The discourse of camp provides a critical framework for reading Lowell’s poetry that accounts for both accusations of an untenable superficiality and claims of subversively hidden homoeroticism. To begin with, camp resists the subjective depth-model of identity that Faderman’s argument is premised on. It is quite a stretch to read Lowell’s exuberant, gushing love poems as subversively encoded. Indeed, these lyrics do not seem to be hiding anything. With the exception of one or two poems in Pictures of the Floating World, Lowell rarely uses any pronouns in her love poetry, masculine or feminine. The "awkward and absurd" instance Faderman refers to is Lowell’s use of the pronoun ‘Sir’ in Pictures of the Floating World’s "Preparation," the only poem, in a series of forty-two, in which the speaker is specifically gendered, although details in several of the poems suggest that both the speaker and the beloved are women, as Faderman herself notes. Lowell’s chosen form, the lyric, is hardly subversive: not only is it the standard genre of love poetry, in terms of American poetry, it is a genre dominated by popular nineteenth century female poets such as Lizette Woodworth Reese, Frances Sargent Lock Osgood, and Louise Imogen Guiney. Further, she uses settings—moon-lit flower gardens, the beloved’s bedroom at dawn—and symbols—passion as a flame, love as an ambrosial wine, the beloved as a flower—typical of love poetry.
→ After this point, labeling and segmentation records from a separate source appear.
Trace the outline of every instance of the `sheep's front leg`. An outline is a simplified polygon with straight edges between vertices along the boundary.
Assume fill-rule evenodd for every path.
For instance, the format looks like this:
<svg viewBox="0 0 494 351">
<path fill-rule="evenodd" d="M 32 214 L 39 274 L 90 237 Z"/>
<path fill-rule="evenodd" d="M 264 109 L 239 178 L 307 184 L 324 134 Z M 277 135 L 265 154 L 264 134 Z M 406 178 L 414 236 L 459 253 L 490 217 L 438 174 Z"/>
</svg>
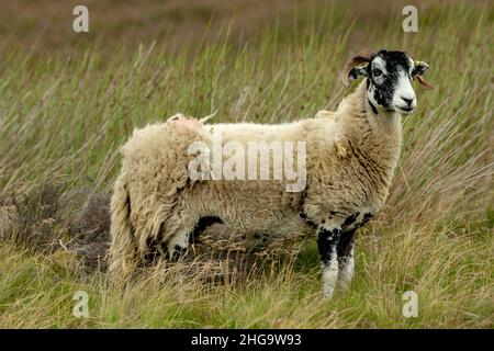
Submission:
<svg viewBox="0 0 494 351">
<path fill-rule="evenodd" d="M 332 298 L 338 280 L 337 246 L 341 234 L 340 228 L 319 228 L 317 234 L 317 248 L 319 250 L 323 294 Z"/>
<path fill-rule="evenodd" d="M 345 230 L 341 233 L 338 246 L 336 248 L 338 254 L 338 288 L 345 290 L 351 282 L 353 276 L 353 238 L 357 229 Z"/>
</svg>

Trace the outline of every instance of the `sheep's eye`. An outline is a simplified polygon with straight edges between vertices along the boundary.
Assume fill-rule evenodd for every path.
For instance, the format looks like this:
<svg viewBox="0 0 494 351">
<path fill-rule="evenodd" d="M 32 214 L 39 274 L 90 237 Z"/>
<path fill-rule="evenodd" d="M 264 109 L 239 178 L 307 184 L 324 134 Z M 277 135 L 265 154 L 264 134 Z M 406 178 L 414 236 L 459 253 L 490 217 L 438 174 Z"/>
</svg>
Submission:
<svg viewBox="0 0 494 351">
<path fill-rule="evenodd" d="M 382 75 L 382 70 L 380 70 L 379 68 L 374 68 L 372 69 L 372 75 L 374 75 L 374 77 L 379 77 Z"/>
</svg>

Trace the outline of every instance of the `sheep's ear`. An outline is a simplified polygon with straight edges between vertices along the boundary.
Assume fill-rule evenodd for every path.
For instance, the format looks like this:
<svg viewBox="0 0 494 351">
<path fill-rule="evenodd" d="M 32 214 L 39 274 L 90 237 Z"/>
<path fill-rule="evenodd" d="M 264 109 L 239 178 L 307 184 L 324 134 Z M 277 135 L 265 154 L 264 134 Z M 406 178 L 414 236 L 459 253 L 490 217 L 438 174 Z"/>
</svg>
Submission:
<svg viewBox="0 0 494 351">
<path fill-rule="evenodd" d="M 428 69 L 429 69 L 428 64 L 426 64 L 424 61 L 415 61 L 415 67 L 412 70 L 412 77 L 414 79 L 416 79 L 424 89 L 433 89 L 434 88 L 428 82 L 426 82 L 423 77 L 427 72 Z"/>
<path fill-rule="evenodd" d="M 348 87 L 352 80 L 360 76 L 367 76 L 367 65 L 357 67 L 361 64 L 369 64 L 371 61 L 372 53 L 363 53 L 351 57 L 345 65 L 341 71 L 341 81 L 345 87 Z"/>
</svg>

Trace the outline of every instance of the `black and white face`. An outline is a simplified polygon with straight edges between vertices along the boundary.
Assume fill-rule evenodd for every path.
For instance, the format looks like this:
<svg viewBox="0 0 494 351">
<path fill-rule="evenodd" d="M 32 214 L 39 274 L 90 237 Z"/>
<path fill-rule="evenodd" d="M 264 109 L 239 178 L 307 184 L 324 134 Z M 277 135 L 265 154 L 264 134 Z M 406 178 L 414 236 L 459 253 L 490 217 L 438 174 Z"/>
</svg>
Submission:
<svg viewBox="0 0 494 351">
<path fill-rule="evenodd" d="M 368 77 L 368 98 L 374 107 L 409 114 L 417 105 L 412 80 L 424 75 L 428 67 L 426 63 L 415 64 L 404 52 L 380 50 L 367 66 L 353 68 L 350 78 Z"/>
<path fill-rule="evenodd" d="M 412 79 L 414 60 L 403 52 L 379 52 L 367 66 L 368 98 L 374 105 L 400 114 L 414 112 L 417 98 Z"/>
</svg>

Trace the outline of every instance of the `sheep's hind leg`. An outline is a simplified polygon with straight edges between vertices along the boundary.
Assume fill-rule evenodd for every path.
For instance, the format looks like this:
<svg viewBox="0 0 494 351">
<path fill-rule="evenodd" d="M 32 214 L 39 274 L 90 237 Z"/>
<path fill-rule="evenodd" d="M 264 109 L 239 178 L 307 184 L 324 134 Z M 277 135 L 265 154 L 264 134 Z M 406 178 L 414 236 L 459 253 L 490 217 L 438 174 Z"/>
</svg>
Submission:
<svg viewBox="0 0 494 351">
<path fill-rule="evenodd" d="M 194 226 L 182 227 L 167 242 L 167 258 L 171 261 L 178 261 L 189 253 L 189 239 Z"/>
<path fill-rule="evenodd" d="M 353 238 L 357 229 L 352 228 L 341 233 L 338 246 L 336 248 L 338 254 L 338 288 L 345 290 L 351 282 L 353 276 Z"/>
<path fill-rule="evenodd" d="M 321 227 L 317 234 L 317 248 L 321 258 L 323 294 L 332 298 L 338 280 L 338 253 L 341 229 L 339 227 L 326 229 Z"/>
</svg>

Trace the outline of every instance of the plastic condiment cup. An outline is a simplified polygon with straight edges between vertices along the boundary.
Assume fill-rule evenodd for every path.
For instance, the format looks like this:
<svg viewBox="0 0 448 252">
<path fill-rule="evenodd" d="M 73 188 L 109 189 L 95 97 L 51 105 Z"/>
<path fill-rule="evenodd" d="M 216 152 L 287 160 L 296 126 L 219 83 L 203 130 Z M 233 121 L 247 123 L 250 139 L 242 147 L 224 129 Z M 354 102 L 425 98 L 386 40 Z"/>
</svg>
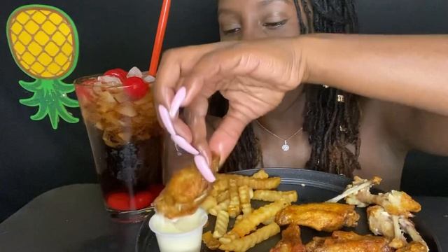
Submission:
<svg viewBox="0 0 448 252">
<path fill-rule="evenodd" d="M 174 220 L 155 214 L 149 220 L 149 228 L 155 233 L 160 252 L 200 252 L 202 228 L 207 220 L 207 214 L 202 209 Z"/>
</svg>

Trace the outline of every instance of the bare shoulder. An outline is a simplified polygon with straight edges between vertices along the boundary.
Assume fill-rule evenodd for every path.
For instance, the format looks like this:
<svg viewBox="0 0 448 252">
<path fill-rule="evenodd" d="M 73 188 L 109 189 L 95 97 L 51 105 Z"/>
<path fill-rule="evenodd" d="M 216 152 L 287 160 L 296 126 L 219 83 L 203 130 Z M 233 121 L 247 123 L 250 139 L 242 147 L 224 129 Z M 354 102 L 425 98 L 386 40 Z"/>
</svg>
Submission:
<svg viewBox="0 0 448 252">
<path fill-rule="evenodd" d="M 374 132 L 374 137 L 402 145 L 400 139 L 410 130 L 415 109 L 393 102 L 360 97 L 360 130 Z"/>
<path fill-rule="evenodd" d="M 207 126 L 211 128 L 214 131 L 216 130 L 222 120 L 223 118 L 214 115 L 207 115 L 205 118 Z"/>
</svg>

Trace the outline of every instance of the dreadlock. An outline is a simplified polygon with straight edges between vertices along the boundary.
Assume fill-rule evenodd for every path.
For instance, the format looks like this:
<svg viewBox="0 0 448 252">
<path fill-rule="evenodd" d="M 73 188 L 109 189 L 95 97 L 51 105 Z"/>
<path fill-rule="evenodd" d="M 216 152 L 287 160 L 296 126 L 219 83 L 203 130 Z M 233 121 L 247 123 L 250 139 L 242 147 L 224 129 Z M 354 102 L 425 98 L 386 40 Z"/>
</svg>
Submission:
<svg viewBox="0 0 448 252">
<path fill-rule="evenodd" d="M 357 33 L 358 22 L 352 0 L 294 0 L 301 34 Z M 343 90 L 318 85 L 306 85 L 303 130 L 312 148 L 306 168 L 351 177 L 360 169 L 358 157 L 360 109 L 358 97 Z M 223 115 L 227 101 L 214 97 L 218 105 L 211 114 Z M 212 108 L 214 106 L 211 106 Z M 354 148 L 354 153 L 349 146 Z M 234 150 L 224 164 L 223 172 L 251 169 L 262 160 L 251 125 L 246 127 Z"/>
</svg>

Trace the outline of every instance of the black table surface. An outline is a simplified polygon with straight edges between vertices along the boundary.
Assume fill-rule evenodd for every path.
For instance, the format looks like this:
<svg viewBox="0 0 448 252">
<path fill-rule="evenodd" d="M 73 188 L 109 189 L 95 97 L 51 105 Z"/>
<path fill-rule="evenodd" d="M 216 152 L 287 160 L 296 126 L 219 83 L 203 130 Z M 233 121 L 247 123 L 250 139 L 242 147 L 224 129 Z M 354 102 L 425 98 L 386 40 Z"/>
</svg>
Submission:
<svg viewBox="0 0 448 252">
<path fill-rule="evenodd" d="M 448 197 L 415 198 L 422 206 L 418 218 L 433 232 L 441 251 L 448 251 Z M 43 193 L 0 223 L 0 251 L 134 251 L 140 223 L 112 221 L 102 199 L 97 184 Z"/>
</svg>

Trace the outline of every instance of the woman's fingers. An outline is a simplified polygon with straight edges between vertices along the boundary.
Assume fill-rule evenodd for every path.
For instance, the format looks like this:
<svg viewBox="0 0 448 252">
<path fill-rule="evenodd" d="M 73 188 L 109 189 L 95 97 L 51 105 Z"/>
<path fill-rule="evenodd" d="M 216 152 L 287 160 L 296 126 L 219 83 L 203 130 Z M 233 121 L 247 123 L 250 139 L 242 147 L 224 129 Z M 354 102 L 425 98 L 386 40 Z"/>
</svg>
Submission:
<svg viewBox="0 0 448 252">
<path fill-rule="evenodd" d="M 210 138 L 209 146 L 212 153 L 219 155 L 222 164 L 234 148 L 251 118 L 239 111 L 230 108 L 218 128 Z"/>
<path fill-rule="evenodd" d="M 211 162 L 211 153 L 207 141 L 207 127 L 206 116 L 209 107 L 209 102 L 204 97 L 198 97 L 190 104 L 184 111 L 186 122 L 192 131 L 192 145 L 197 148 L 207 161 Z"/>
</svg>

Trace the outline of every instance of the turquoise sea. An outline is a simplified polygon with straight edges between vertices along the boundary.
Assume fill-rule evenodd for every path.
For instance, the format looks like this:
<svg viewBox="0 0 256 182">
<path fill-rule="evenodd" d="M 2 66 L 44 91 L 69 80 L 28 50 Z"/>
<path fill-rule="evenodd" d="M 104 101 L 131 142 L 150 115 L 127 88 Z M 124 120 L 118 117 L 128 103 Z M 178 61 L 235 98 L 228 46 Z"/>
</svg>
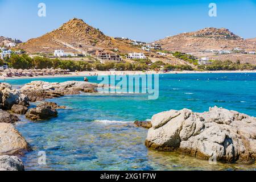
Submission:
<svg viewBox="0 0 256 182">
<path fill-rule="evenodd" d="M 97 77 L 88 78 L 100 82 Z M 34 80 L 83 77 L 5 82 L 19 87 Z M 21 158 L 27 170 L 255 170 L 255 164 L 210 165 L 176 152 L 148 150 L 144 145 L 147 130 L 133 124 L 170 109 L 201 112 L 215 105 L 256 117 L 255 92 L 255 73 L 163 75 L 156 100 L 142 94 L 99 93 L 49 100 L 68 109 L 59 110 L 59 117 L 50 121 L 35 122 L 20 117 L 16 128 L 33 148 Z M 46 152 L 46 165 L 38 164 L 40 151 Z"/>
</svg>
Mary E. Galvin notes that "if anything, it seems Lowell wants to be sure the reader gets the sexual connotations of [her poems] by using . . . already heavily connotated words" (30). As Lowell wryly admits in "Fact," "similes like these are stock in trade with all poets" (58).

If Lowell is hiding anything in her poetry, she is hiding it in plain sight. This is not a disguise as readings of Lowell as imminently subversive would have it—a deceptive exterior concealing a true, real interior. Nor is it a flashiness of style calculated to mask the poetry’s innate vacuousness. These criticisms, which polarize Lowell’s work as either deep or shallow miss the point. This is a camp disguise: a strategic emphasis on style, a privileging of appearances that disavows the binary logic of interior/exterior, depth/surface, real/unreal, decorative/substantive by putting everything on the surface in flamboyant, extravagant gestures, creating a dazzling, textured, mutating surface. "I do not believe that it is what one says in a poem that matters," Lowell writes to fellow Imagist Richard Aldington, "it is the kind of light that plays over it" (qtd in Damon 449). This is a camp aesthetic, defying the notion of Truth by resisting "depth," insisting on surfaces, delighting in "superficialities."